How to Prevent Orphan Processes When Running Commands in Go
This article explains why Go programs that spawn child processes can leave orphaned processes after a kill, and demonstrates two robust solutions: creating a new process group with syscall.Kill and using Linux prctl (via CGO or RawSyscall) to ensure child processes terminate when the parent exits.
1 Orphan Process Generation
When executing commands in Go with exec.Command, calling cmd.Process.Kill() terminates the main process, but any child processes it started become orphaned and continue running.
func kill(cmd *exec.Cmd) func() {
return func() {
if cmd != nil {
cmd.Process.Kill()
}
}
}
func main() {
cmd := exec.Command("/bin/bash", "-c", "watch top >top.log")
time.AfterFunc(1*time.Second, kill(cmd))
err := cmd.Run()
fmt.Printf("pid=%d err=%s
", cmd.Process.Pid, err)
}Running the program shows the child process watch top with PPID 1, confirming it became an orphan.
2 Solving with Process Groups
Linux provides process groups; sending a signal to a negative PID targets the entire group.
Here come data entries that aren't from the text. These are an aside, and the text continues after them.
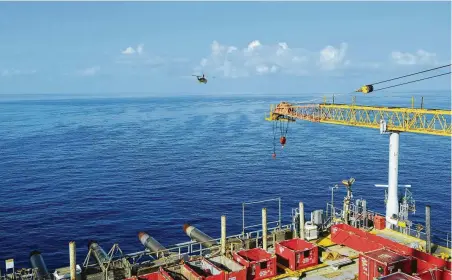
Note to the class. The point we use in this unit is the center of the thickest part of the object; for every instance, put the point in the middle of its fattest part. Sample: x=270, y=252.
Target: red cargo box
x=398, y=276
x=205, y=269
x=182, y=272
x=232, y=269
x=347, y=235
x=382, y=262
x=159, y=275
x=432, y=274
x=379, y=222
x=352, y=238
x=296, y=253
x=259, y=263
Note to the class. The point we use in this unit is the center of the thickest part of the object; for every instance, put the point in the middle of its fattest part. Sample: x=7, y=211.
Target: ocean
x=106, y=168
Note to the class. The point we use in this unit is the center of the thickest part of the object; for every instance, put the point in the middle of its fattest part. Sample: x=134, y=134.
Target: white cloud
x=91, y=71
x=260, y=59
x=16, y=72
x=129, y=50
x=421, y=57
x=330, y=57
By creating a new process group for the command, we can kill all its children.
#include <signal.h>
int kill(pid_t pid, int sig);Modify the Go code to set SysProcAttr.Setpgid = true and use syscall.Kill(-cmd.Process.Pid, syscall.SIGKILL):
func kill(cmd *exec.Cmd) func() {
return func() {
if cmd != nil {
syscall.Kill(-cmd.Process.Pid, syscall.SIGKILL)
}
}
}
func main() {
cmd := exec.Command("/bin/bash", "-c", "watch top >top.log")
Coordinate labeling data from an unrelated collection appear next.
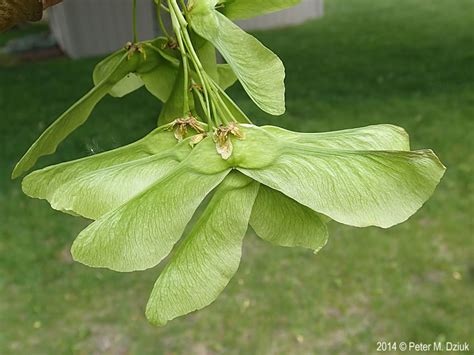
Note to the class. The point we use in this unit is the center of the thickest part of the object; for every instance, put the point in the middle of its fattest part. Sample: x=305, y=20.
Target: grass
x=406, y=62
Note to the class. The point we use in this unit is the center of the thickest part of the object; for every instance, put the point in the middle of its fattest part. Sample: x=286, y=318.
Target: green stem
x=160, y=19
x=177, y=30
x=134, y=14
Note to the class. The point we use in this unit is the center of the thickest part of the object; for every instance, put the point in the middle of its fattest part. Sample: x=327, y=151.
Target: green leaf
x=156, y=70
x=130, y=83
x=161, y=80
x=93, y=194
x=226, y=76
x=175, y=108
x=207, y=55
x=140, y=233
x=243, y=9
x=75, y=116
x=105, y=67
x=283, y=221
x=203, y=264
x=44, y=183
x=359, y=188
x=375, y=137
x=259, y=70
cmd.SysProcAttr = &syscall.SysProcAttr{Setpgid: true}
time.AfterFunc(1*time.Second, kill(cmd))
err := cmd.Run()
fmt.Printf("pid=%d err=%s
", cmd.Process.Pid, err)
}After running, all processes in the group are terminated and no orphan remains.
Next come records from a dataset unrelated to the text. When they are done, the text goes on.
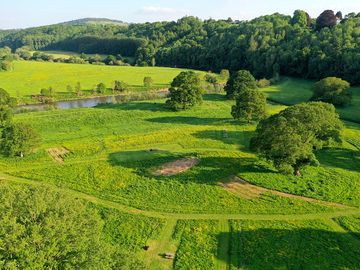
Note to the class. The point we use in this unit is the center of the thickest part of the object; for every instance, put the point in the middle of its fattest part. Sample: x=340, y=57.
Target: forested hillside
x=268, y=46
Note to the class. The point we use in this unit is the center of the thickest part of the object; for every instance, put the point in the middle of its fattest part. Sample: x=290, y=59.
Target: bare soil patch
x=176, y=167
x=58, y=154
x=243, y=189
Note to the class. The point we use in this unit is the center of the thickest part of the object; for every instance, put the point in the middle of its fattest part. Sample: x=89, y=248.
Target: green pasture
x=29, y=77
x=114, y=150
x=290, y=91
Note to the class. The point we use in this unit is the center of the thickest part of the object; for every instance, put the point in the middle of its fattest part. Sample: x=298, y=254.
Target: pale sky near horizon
x=25, y=13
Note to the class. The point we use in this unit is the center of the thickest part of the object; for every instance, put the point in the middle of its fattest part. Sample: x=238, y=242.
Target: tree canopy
x=267, y=45
x=250, y=106
x=289, y=138
x=239, y=82
x=332, y=90
x=44, y=229
x=185, y=91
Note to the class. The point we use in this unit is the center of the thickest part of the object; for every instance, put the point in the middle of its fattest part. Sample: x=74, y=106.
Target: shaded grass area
x=110, y=157
x=130, y=231
x=29, y=77
x=351, y=224
x=290, y=91
x=292, y=245
x=198, y=244
x=115, y=148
3 Child Process Monitoring Parent Exit (Linux only)
To ensure a child exits when its parent dies, use the Linux prctl system call with the PR_SET_PDEATHSIG option. This can be invoked via CGO or syscall.RawSyscall.
#include <sys/prctl.h>
int prctl(int option, unsigned long arg2, unsigned long arg3, unsigned long arg4, unsigned long arg5);CGO example :
/*
#include <sys/prctl.h>
#include <signal.h>
static void killTest() { prctl(PR_SET_PDEATHSIG, SIGKILL); }
*/
import "C"
func main() {
C.killTest()
for {
time.Sleep(200 * time.Millisecond)
fmt.Println(time.Now())
}
}RawSyscall example :
func main() {
_, _, errno := syscall.RawSyscall(uintptr(syscall.SYS_PRCTL), uintptr(syscall.PR_SET_PDEATHSIG), uintptr(syscall.SIGKILL), 0)
if errno != 0 { os.Exit(int(errno)) }
for {
time.Sleep(200 * time.Millisecond)
fmt.Println(time.Now())
}
}Both approaches cause the child process to receive SIGKILL automatically when the parent exits, preventing orphaned processes.
4 Summary
Create a new process group for the command and use syscall.Kill with a negative PID to terminate the entire group.
If the spawned program is under your control, set PR_SET_PDEATHSIG via CGO or syscall.RawSyscall so the child exits when the parent dies.
These techniques help avoid orphan processes that waste server resources.